Novermber 27th, 2006
What a day for rockaholics! Not only did the Seattle Seahawk's Blue Thunder join me for a special edition of High Noon today, but we also celebrated Jimi Hendrix 64th birthday (see attatched pics for full effect). The highlight of the day, without question, was kicking off the hour with Blue Thunder chiming in to Jimi's Fire. There's no radio station in the country that can pull off that kind of action. There's one thing I learn more and more every day and that is how proud the people of this radio station are of their heritage. You crazy bastards love the Hawks and you love the Rock!!
Btw, how'd you like my podcast last week? Well, now you get one every week, Gangster. World.


Click here for more pictures!
November 22nd, 2006
An amazing developement occured in today's episode of...All My Otter Pops. Strawberry Shortkook made a rare appearance to discuss the developements that have taken precedence on the show. These are important times for the family of Otters. The events that are now unfolding could change the landscape for years to come. And as we find out more and more of the seedy underbelly that exists, no one knows who they can trust. Alexander The Grape has thrown on the Gold chest plate and picked up the ruby laden sword to prepare for battle against the dreaded.....GENGHIS GRAPEFRUIT KAHN! Strawberry Shortkook admitted that, in her flighty lack of concentration, she may have made an incorrect assumption in the disappearance of Alexander The Grape's missing freezer. She understands that she is Kooky, but what an alarming oversight! Or is it just an act? Is she really a double agent working with GENGHIS GRAPEFRUIT KAHN! Meanwhile, we wait in the wings for Sir Isaac Lime's response to all of this. The saga continues...
High Noon is my favorite hour of the day. I really appreciate all the working men and women out there who make it happen. Even if you don't call in, I know what it takes to accomplish a work week and the fact that you rely on me, however little, to help get you through, means the world to me. Happy High Noon!
You Rockaholic Club Members, enjoy my very first edition of Ricker's Podcast featuring Chinese Pizza and other Slices of Life! And if you're looking for the gangster gift for your favorite gangster, go the the KISW Rock shop for the Ricker t-shirts including the brand new Rubber Chicken T!

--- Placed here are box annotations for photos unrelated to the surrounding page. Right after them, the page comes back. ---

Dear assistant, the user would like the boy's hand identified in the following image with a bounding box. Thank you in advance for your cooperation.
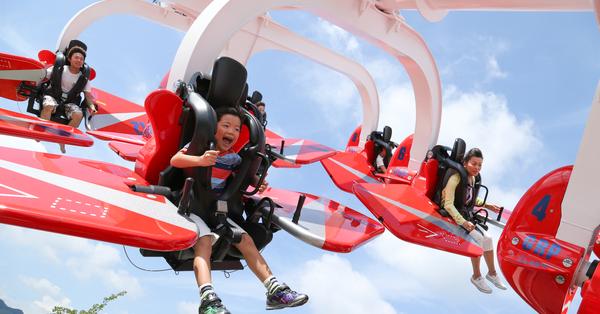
[89,103,98,115]
[258,180,269,193]
[485,204,500,213]
[462,221,475,232]
[198,150,219,167]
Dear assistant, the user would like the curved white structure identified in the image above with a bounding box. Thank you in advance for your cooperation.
[377,0,600,24]
[57,0,379,148]
[167,0,441,170]
[221,16,379,144]
[56,0,194,50]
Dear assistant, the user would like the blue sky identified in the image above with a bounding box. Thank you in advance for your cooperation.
[0,1,600,314]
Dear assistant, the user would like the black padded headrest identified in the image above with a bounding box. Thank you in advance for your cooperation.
[65,39,87,53]
[248,90,262,104]
[239,83,248,107]
[190,72,210,99]
[383,125,392,143]
[450,138,467,164]
[206,57,248,110]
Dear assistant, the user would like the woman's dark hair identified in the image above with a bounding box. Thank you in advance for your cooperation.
[215,107,244,122]
[67,46,86,59]
[463,148,483,162]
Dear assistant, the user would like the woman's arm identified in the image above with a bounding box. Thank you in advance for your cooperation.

And have a Happy Turkey day!!!! World,.
November 20th, 2006
In the world of radio, there are winners and...well, there are no losers. Radio is free, you get entertained without having to pay anything. So, let's just say there are winners and bigger winners! The bigger winners are those that are lucky enough to get tickets to the Holiday Hangover Ball. Keep trying, Ginormous Baller, I want to see you there. Now, I can tell you this, even though I'm not supposed to let the cat out of the bag early--that I will be hosting another on-site chance for you to score this elusive ticket just in case you missed the Big Baller First Grab at the Cedarwood in Fife a couple weeks ago (live rock there every friday night). There will be a Big Baller Last Grab on the 30th, the night before the event. And it's, most likely, going to be in Everett, but nothing is confimed at this time. I'll let you know as soon as I know, Gangster.

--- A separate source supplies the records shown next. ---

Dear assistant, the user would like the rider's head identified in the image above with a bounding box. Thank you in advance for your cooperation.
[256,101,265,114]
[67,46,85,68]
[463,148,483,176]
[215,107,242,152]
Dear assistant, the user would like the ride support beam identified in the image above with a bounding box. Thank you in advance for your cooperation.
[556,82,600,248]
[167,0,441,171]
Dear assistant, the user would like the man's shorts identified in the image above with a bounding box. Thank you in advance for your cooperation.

Did you catch the rubber chicken chick today? She confessed that she got high last night and that she couldn't tell a lie and deceive me about it, even though I didn't even ask. SHOCKER!! It was at that time, as she slowly lost her sense of caution while she rambled sentence after sentence of jibberish, that I surprised her with an ear curdling scream from the famous rubber chicken. She squealed with exasperated surprise. SHOCKER!! God I love doing that. Why? Because it has the same effect on her as it would with anyone else if you put a fricken taratnula on their shoulder and shot if off with a handgun. I don't know, man. One day, I'll probably actually meet her and if so, watch out for the whoopie cushion. I've got to get video of that action. Amen.
November 16th, 2006
Ok, I'm not at the radio station and I'm not thinking about my show right now. I hit happy hour at Peso's and came home and rented the Break Up with my girl (check her out on my myspace page rickerdj!). I'm writing from the styly penthouse condo presently. What a bummer of a movie. I mean it was pretty funny in parts, especially John Favereau's character, but the material hit a little too close to home at times. I mean the arguments they have are too fricken realistic. Especially when you're watching it with a chick and you want to get a little action midway through the flick. I mean, a couple cocktails at happy hour and I'm feeling like a little exercise, ya know?
So, on the show today, the rubber chicken chick called in again. Man, that woman's like a pachinco machine--just launch the ball and see where it bounces. I don't care what you say, either, I could hear that chick get the rubber chicken a million times and still laugh my ass off. It never gets old!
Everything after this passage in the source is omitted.